A while ago I started writing a unit testing library called Fact that
was a cross between Haskell's QuickCheck, and Ruby's RSpec. I've done
a lot of work with it, and some people might conceivably be interested
in how I got on with it, so this post is to chart what I found whilst
playing around with Fact.

I had two basic ideas for Fact. The first was to allow tests to be
labelled with a string, rather than with a symbol:

(fact "One plus one equals two" []
  (= (+ 1 1) 2))

This seemed like a good idea, but it turned out to have some problems.
Plain-English descriptions tend to change around more than symbols, so
aren't very good at uniquely identifying an object. To get around
this, I used gensym to create a random symbol to use as an identifier,
but this broke namespace reloading, as each time the file was loaded,
it generated completely new symbols.

So in retrospect, labelling tests with strings turned out to be a bit
more trouble than it was worth.

The second major idea for Fact was to make it simple to generate large
amounts of random test data, and to apply this data to a single
predicate or 'fact':

(fact "x + y > x if x > 0"
  [x (random-int)
   y (random-int)]
  (if (> x 0) (> (+ x y) x)))

The above syntax generates a list of random numbers and applies them
to the bottom predicate. This makes it pretty simple to test
predicates with large amounts of data.

This seemed like an interesting idea, so I used Fact to unit test my
web framework, to see how it would work in practise. It turned out
that it worked quite well for functions that manipulated simple data
structures, like numbers or strings, and less well for functions that
manipulated more complex arrangements of maps and vectors.

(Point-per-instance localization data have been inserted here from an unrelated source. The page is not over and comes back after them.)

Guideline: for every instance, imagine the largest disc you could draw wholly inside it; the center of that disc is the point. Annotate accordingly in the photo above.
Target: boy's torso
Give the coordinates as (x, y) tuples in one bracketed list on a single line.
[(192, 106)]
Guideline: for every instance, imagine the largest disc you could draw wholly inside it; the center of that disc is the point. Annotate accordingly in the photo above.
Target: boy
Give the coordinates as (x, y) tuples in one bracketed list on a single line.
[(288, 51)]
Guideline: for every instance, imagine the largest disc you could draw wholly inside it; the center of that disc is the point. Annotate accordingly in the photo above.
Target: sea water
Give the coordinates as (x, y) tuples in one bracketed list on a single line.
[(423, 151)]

The problem with this is that functions that manipulate simple data
tend to be quite easy to test, anyway. A few carefully chosen points
of test data can vastly reduce the probability the function is
incorrect. And when your input data becomes more complex, and thus
more prone to error, creating a function to randomly generate this
complex data becomes difficult enough that I started to find myself
avoiding writing tests for these complex cases.

So I decided to rewrite my unit tests using test-is. Symbols aren't as
descriptive as strings, but they have the advantage of being able to
be reloaded easily, so I could run a Nailgun server for seriously
quick unit tests. Since I wasn't generating all that random data any
more, my tests ran several orders of magnitude faster - down from half
a minute to under half a second. I also found that my tests were
easier to write, with only a few exceptions.

My conclusion is that automatically generated test data is probably
more trouble than it's worth in most cases. I'm going to keep Fact
around in case anyone wants to play with it, but I think I'll wind up
the experiment and mark it down as a lesson learned.